This year, Yale’s Office of Undergraduate Productions has begun a new initiative for additional safety for undergraduate performances on campus.

The OUP, which provides artistic and technical support to performing arts groups, hired 19 student house managers at the end of September in an effort to increase safety for audience members and perfomers, Rorie Fitzsimmons, the office’s senior technical director, said. The house managers are currently training for their duties, which include communicating fire codes to performers and leading in emergency situations, Fitzsimmons wrote in an email.

Charlie Croom ’12, co-president of the Yale Drama Coalition, said he thinks the program will benefit students in the theater community. He added that the OUP’s new safety measures may be linked to a University-wide tightening of safety policies following the death of Michelle Dufault ’11 in a laboratory accident in April.

Croom is a former photography editor for the News.

Fitzsimmons said that the program is not a major policy change. Performances have always been required to involve house managers to meet fire and safety requirements, he said.

“The major change we’ve made is that now all house managers are trained and paid,” Fitzsimmons wrote in an email.

He added that the OUP first observed a gap in the training and supervision of house managers in October 2010. Once the office realized the need for more thorough training, he said, steps were taken to address the issue.

Associate Dean for the Arts Susan Cahan said the new program will boost the level of expertise among house managers on campus, as the managers will be trained systematically.

As of September, students planning performances must submit a request for a house manager to the OUP at least two weeks in advance of their show. Performances are placed in a queue and house managers sign up for the productions of their choice, Fitzsimmons said.

Kat Lau ’13, one of the 19 house managers hired last month, said she is enthusiastic about her new position.

“I really enjoy theater at Yale and should go to more shows anyway,” Lau said, adding that her new position gives her an easy way to do this.

Four students active in the performing arts at Yale said they welcome the program. Croom said that with the OUP assigning house managers, theater producers face fewer production pressures.

Timmia Hearn Feldman ’12 was assigned house manager Olivia Coates ’12 for her production of the play “Marisol” earlier this fall.

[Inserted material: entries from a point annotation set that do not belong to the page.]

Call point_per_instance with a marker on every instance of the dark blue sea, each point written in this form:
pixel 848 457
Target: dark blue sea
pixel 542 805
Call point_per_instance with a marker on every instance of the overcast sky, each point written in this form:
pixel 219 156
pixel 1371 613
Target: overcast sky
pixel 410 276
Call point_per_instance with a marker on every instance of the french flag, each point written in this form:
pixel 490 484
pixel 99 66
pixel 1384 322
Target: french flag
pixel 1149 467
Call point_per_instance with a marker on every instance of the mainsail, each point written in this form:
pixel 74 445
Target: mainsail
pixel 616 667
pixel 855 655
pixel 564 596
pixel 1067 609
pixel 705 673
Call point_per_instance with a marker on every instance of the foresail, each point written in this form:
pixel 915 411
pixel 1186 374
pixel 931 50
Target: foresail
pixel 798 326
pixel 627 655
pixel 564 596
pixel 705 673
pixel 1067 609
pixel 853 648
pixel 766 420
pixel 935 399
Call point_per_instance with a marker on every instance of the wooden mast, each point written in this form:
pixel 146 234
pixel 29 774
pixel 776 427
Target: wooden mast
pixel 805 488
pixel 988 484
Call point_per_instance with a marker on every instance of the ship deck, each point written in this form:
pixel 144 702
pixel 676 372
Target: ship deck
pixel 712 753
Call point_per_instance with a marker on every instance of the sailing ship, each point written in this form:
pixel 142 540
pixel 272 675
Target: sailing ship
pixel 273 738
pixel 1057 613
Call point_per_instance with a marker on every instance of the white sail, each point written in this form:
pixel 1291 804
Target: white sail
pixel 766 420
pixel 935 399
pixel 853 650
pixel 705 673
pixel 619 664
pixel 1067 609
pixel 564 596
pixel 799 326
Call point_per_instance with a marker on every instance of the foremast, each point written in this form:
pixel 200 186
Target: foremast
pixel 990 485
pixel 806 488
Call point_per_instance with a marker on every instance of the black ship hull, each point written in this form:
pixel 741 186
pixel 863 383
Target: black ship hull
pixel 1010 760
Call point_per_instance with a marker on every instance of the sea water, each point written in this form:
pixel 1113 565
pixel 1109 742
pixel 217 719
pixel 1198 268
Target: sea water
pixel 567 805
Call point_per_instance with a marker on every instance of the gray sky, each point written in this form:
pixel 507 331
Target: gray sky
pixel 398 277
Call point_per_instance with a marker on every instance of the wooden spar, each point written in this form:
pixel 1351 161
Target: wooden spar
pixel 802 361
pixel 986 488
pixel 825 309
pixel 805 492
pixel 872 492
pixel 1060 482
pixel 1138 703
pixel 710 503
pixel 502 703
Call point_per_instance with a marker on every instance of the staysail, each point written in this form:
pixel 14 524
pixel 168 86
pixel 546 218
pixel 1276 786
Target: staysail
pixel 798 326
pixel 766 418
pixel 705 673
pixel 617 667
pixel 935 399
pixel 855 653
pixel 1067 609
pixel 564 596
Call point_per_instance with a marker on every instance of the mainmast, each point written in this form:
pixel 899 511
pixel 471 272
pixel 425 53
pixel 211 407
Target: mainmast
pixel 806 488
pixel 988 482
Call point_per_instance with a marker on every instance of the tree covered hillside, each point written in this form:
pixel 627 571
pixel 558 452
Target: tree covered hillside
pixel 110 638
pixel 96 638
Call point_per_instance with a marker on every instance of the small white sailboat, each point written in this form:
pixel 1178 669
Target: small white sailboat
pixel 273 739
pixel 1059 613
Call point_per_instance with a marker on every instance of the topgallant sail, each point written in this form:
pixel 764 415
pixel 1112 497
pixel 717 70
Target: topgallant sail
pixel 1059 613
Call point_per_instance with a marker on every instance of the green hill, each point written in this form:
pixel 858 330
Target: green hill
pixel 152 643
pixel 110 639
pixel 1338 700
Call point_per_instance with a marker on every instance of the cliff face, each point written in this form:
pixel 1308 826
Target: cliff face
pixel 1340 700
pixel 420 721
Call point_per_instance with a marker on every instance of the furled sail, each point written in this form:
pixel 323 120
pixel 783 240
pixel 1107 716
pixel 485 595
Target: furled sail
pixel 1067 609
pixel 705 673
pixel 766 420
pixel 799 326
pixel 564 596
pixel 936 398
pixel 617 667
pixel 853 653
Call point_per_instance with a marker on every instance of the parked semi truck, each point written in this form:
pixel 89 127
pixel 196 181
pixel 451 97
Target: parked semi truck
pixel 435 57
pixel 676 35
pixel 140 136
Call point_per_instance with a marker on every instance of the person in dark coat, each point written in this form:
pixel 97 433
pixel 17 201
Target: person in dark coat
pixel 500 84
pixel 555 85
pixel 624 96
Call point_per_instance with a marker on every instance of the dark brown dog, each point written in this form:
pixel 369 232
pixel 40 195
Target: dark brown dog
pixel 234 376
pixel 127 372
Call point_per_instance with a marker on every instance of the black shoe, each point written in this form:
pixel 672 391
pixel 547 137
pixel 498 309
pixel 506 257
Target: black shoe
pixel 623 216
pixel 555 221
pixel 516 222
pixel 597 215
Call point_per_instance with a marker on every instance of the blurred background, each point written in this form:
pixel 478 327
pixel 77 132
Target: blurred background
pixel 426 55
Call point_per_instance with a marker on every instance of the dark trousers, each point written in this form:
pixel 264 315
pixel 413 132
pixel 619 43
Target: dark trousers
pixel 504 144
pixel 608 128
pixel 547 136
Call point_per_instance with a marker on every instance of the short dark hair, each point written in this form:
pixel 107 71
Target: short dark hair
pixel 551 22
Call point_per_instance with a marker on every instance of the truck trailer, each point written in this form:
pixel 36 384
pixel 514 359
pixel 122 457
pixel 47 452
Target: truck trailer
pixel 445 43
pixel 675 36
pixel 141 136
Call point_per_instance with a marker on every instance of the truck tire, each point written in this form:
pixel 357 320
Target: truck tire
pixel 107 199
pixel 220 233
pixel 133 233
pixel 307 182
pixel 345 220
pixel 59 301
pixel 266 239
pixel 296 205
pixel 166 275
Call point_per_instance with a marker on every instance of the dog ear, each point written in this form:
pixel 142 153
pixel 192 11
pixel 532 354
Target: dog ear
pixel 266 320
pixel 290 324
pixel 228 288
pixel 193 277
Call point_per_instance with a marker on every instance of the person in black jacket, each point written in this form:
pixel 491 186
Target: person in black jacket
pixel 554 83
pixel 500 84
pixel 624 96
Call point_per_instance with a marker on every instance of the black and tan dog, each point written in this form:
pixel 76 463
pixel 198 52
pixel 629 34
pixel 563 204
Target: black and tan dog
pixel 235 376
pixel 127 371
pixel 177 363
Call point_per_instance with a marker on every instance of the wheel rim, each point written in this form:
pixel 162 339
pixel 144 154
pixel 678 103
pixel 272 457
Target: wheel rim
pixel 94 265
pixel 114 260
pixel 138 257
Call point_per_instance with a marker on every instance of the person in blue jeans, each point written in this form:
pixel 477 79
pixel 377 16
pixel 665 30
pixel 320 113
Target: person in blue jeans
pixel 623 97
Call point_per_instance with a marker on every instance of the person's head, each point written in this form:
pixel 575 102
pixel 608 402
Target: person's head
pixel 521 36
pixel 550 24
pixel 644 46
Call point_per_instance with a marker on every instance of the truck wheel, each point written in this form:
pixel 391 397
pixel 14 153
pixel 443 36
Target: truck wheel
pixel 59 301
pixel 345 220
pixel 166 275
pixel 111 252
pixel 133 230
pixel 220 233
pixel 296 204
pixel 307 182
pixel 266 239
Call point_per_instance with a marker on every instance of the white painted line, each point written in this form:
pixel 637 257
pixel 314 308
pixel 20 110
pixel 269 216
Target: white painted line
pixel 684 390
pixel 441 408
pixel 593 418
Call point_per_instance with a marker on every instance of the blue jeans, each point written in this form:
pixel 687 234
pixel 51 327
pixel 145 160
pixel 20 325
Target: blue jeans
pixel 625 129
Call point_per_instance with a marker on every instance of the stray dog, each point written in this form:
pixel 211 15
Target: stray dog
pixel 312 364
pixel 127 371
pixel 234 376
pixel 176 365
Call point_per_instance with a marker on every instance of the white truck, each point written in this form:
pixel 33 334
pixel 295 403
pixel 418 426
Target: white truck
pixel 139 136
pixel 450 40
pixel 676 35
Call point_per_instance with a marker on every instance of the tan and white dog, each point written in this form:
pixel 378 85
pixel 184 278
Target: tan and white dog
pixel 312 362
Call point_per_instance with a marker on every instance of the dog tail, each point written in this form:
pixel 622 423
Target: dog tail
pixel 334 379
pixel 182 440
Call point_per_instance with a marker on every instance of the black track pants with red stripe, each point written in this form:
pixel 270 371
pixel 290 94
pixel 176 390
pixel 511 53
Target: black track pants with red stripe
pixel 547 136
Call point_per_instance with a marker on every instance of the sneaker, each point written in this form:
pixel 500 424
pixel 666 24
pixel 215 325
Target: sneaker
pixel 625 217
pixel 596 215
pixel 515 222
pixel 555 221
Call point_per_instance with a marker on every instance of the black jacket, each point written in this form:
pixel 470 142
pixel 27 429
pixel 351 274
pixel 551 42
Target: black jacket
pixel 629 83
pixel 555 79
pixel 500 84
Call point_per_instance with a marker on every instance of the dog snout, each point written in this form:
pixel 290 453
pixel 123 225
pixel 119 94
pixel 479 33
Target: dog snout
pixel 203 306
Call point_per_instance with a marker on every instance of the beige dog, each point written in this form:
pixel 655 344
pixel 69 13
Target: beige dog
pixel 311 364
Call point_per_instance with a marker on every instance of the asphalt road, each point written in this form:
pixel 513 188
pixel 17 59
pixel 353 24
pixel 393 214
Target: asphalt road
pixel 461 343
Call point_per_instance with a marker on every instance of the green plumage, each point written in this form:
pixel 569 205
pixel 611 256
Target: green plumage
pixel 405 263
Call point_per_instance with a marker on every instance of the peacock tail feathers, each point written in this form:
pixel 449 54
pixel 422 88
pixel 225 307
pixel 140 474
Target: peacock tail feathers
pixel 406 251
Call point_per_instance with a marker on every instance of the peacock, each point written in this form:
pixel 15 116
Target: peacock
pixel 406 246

Feldman said the experience of working with a trained house manager was a positive one, as Coates worked very efficiently.

The new paid house managers may be more likely to enforce fire codes and other safety regulations than volunteers house managers did, since they are contractually obligated to follow OUP regulations, said Adela Jaffe ’13, who is directing “Lady Bug” next month.

“In the past, house managers were often friends of the producer,” Jaffe wrote in an email. “As a house manager with ties to the production, it can be tempting to break the rules.”

For instance, she said, past house managers often allowed audience members to sit in theater aisles — a violation of fire codes. Having an “outsider” serve as house manager could reduce the risk of such situations, she said.

Yet some undergraduates believe the new program has significant drawbacks. Stuart Teal ’14, a board member of the Yale Dramatic Association, said the requirement to notify the Office of Undergraduate Productions two weeks in advance of a performance will disrupt the way shows are often put together.

“Productions getting their paperwork done at the last minute used to happen all the time,” Teal said.

That will no longer be possible and will annoy groups who typically schedule at the last minute,such as comedy troupes, he said.

One undergraduate comedy group’s director, who asked to remain anonymous, agreed with Teal and described the OUP’s new standards as a significant stress factor.

The limited number of house managers available at any given time may prove a limitation to the program’s success, Ryan Bowers ’14 said. He added that forcing the entire undergraduate theater scene to organize itself around the schedules of 19 house managers is bound to lead to problems.

The OUP, however, already has plans to expand the program and is considering hiring more house managers in the spring, Fitzsimmons said.

Over the next year, house managers will be trained to perform CPR, first aid and fire safety procedures.